With this in mind, here is a mathematical predictive model of when the following movies will be rebooted, based on how long it took a movie to get regurgitated in the year of its release:

Avatar – 2017
20th Century Fox will be pleased to announce a gritty new take on the tale called The Avatar. Since audiences are too savvy for something as escapist and unrealistic as humans soldiers in alien bodies, this fresh and hip new imagining will feature burned-out inner city cops in gorilla bodies, with gorilla warfare to follow.

Toy Story – 2016
Disney/Pixar, proudly bereft of artistic integrity ever since making Cars 2 in exchange for $500 million in toy merchandising rights, is already in scripting stages for a gritty new direction for this beloved franchise. Filmed in live-action, since modern audiences see through the artifice of unbelievable computer graphics, the new film will be a post-apocalyptic tale of redemption from the point of view of charred, inanimate objects. Look for TOY in summer 2016!

Harry Potter – 2015
With The Incredible Harry Potter, coming next year from Warner Bros., filmmakers go back to the basics, to the dark, gritty feel of the original books. Moviegoers these days will see right through any attempt to convey “magic;” this fresh new take sees Harry enrolled in a school for assassins and martial artists who kill from the shadows to maintain the balance of world power. The studio has strong franchise hopes for the film, and has begun casting for the part of ruthless military dictator Lord Voldemort, who Harry will assassinate in the second film of a projected nine-picture deal.

The Avengers – 2014
Coming this year to theaters, Marvel’s Avengers reboot, titled Avengers (not the lack of the “the”), will be a gritty tale of a younger, hungrier band of superheroes before they rose to prominence less than two years ago. Making concessions to today’s theatergoers, who are too intelligent to buy into ridiculous concepts like armored attack suits or thunder gods, Avengers will focus instead on the relationship between tank pilot Stark, electrician Thor, mental patient and former WWE wrestler Hulk, alongside dark and realistic young versions of all your favorites. Sources confirm that such grit and realism don’t come cheap, and the pic is budgeted at $100,000,000,000.

The Hunger Games – 2013
In a bold decision, Lionsgate bowed to the inevitable and rebooted the critical and popular darling The Hunger Games before the series had even finished its projected four-film run.
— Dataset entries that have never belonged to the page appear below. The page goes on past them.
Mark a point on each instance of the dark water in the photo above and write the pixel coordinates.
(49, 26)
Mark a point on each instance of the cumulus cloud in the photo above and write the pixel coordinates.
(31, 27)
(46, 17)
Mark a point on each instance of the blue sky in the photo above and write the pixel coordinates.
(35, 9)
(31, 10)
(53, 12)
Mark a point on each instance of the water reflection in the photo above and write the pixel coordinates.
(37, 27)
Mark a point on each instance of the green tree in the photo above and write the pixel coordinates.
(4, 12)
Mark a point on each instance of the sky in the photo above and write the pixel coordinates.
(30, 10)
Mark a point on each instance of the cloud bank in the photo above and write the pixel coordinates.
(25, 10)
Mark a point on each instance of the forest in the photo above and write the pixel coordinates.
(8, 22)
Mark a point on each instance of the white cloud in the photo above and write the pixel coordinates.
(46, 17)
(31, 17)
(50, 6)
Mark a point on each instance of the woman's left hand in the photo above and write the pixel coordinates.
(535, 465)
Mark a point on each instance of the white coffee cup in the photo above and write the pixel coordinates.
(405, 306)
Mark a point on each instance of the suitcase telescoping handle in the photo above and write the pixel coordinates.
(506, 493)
In stark contrast to the lighthearted and campy tone from the original series, something increasingly rejected by the savvy moviewatching public, last year’s reboot Hunger Begins was dark and gritty, a bleak vision of the future. A sequel to the reboot is currently scheduled for release in 2012; Lionsgate is apparently not concerned that this will somehow draw viewers away from the original Hunger Games, also released in 2012.